642 On 8 October 2001, the FSA’s Head of Life Insurance noted that it was not clear whether the Society was in breach of its required minimum margin. He continued:

On the other hand, there is sufficient doubt about the position to make the present [public] line [taken by the FSA as to the solvency of the Society] difficult to sustain. What is new is that we now have (confidential) information which throws doubt on the credit for £700 million claimed under the Reinsurance Treaty. We are not yet in a position to reach a view on this.

643 Later that day, after doubts had been expressed within the FSA as to whether they had the power to intervene, one of the FSA’s Chief Counsel stated that ‘just to be clear, I think we do have the power now to require a plan … [as Equitable] are almost certainly underprovisioning for both misselling and resilience’.

644 On 9 October 2001, the FSA decided to take formal intervention action under the Insurance Companies Act 1982 by requiring the Society to submit a plan for the restoration of a sound financial position.
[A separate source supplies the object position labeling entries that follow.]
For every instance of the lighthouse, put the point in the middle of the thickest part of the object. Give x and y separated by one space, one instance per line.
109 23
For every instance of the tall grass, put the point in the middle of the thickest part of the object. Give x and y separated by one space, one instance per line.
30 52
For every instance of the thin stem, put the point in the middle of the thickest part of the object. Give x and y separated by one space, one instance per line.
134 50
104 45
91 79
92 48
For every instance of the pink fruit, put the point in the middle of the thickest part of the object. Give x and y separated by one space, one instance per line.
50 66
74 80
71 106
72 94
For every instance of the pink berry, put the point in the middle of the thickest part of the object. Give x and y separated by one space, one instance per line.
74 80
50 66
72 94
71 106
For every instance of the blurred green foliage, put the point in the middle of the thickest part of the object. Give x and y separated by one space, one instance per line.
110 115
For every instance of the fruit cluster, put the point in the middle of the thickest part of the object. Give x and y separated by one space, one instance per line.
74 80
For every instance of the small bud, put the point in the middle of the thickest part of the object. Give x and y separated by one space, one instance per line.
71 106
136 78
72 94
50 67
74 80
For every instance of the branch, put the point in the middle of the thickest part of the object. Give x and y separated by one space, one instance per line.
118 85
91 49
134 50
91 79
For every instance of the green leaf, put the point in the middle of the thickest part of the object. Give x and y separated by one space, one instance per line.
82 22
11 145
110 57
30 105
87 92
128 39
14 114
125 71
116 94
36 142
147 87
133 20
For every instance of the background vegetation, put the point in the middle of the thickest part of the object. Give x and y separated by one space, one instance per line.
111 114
The FSA’s letter informing the Society of that decision said that the information provided by the Society had made it:

… clear that the Society faces considerable uncertainty as to its ability to cover its required margin of solvency. Indeed, it appears that on 24 September 2001, which is the date used for the presentation of the figures quoted in the letter, on the basis of the scenario in which credit for reinsurance would be restricted to £100 million and mis-selling liabilities of £220 million are assumed, the Society would only just be able to cover its solvency margin, but with no free assets. However, in this scenario, credit is assumed for a concession under section 68 of the Insurance Companies Act 1982 (“the 1982 Act”) for a modification of regulation 69(5), for which an application has been made only today. At the same time no provision is made for a resilience reserve. On the basis of that scenario, and in the light of our present dialogue on reserving for mis-selling, the FSA believes that the Society must have been in breach of its solvency margin requirement on that day. While markets have improved slightly in the last week, the FSA can have no confidence that this unsatisfactory position does not continue.

645 The Society responded to this requirement by referring to the Compromise Scheme proposals that it was developing, saying that this was the plan that was to be used to restore the Society to a sound financial position. As has been noted elsewhere, the FSA later published an assessment they had made of that Scheme – which is reproduced in Part 4 of this report.
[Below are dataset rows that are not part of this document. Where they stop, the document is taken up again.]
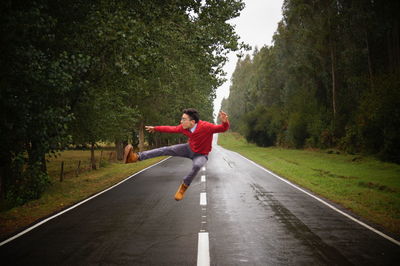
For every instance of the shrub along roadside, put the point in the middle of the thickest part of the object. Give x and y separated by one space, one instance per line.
61 195
367 187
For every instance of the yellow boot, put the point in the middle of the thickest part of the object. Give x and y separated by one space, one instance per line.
181 191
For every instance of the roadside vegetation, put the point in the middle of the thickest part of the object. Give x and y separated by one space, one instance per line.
71 190
364 185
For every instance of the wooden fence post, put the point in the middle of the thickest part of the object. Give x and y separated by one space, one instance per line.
101 155
62 172
79 168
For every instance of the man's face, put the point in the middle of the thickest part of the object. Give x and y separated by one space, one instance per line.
187 122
646 Doubts continued within the FSA as to the solvency position of the Society. On 15 November 2001, the FSA’s Director of Insurance sent the FSA’s Chairman a draft letter for consideration. This was to be sent to the then Economic Secretary to the Treasury to provide advice about how the Treasury should handle an application by the Society for a section 68 Order.
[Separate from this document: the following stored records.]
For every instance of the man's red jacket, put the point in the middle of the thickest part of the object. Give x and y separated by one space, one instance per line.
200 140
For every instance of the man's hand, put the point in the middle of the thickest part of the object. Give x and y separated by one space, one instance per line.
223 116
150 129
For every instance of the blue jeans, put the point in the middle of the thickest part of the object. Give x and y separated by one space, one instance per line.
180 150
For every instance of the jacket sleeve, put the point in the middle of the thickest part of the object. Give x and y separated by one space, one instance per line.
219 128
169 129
647 The Director of Insurance explained that:

We believe the Society to be £200m below its [solvency] margin requirement. This is [the] latest estimate this morning … It does not include allowance for the [section 68] order concession or for the reinsurance treaty beyond the £100m initial limit. The effect of the s68 order, if granted, would just about restore the Society’s margin.

The statutory and administrative background

648 The information which the prudential regulators could give to the public about the entities which they regulated was limited by the terms of the European Directives, implemented in the United Kingdom through the Insurance Companies Act 1982 and by subsequent amendments to that Act.

649 There is also no common law or statutory duty on public authorities, such as the prudential regulators of insurance companies, to give information or advice to the public.

650 However, the prudential regulators were under an obligation generally to act in accordance with established principles of good administration. As part of that obligation, where those regulators chose to give information to the public, they were required to provide information which was clear, accurate, complete and not misleading.

My assessment

651 Did the information that was before the FSA during the post-closure period provide a sound basis in fact for the information provided by the FSA that the Society did meet, and always had met, its solvency and other regulatory requirements?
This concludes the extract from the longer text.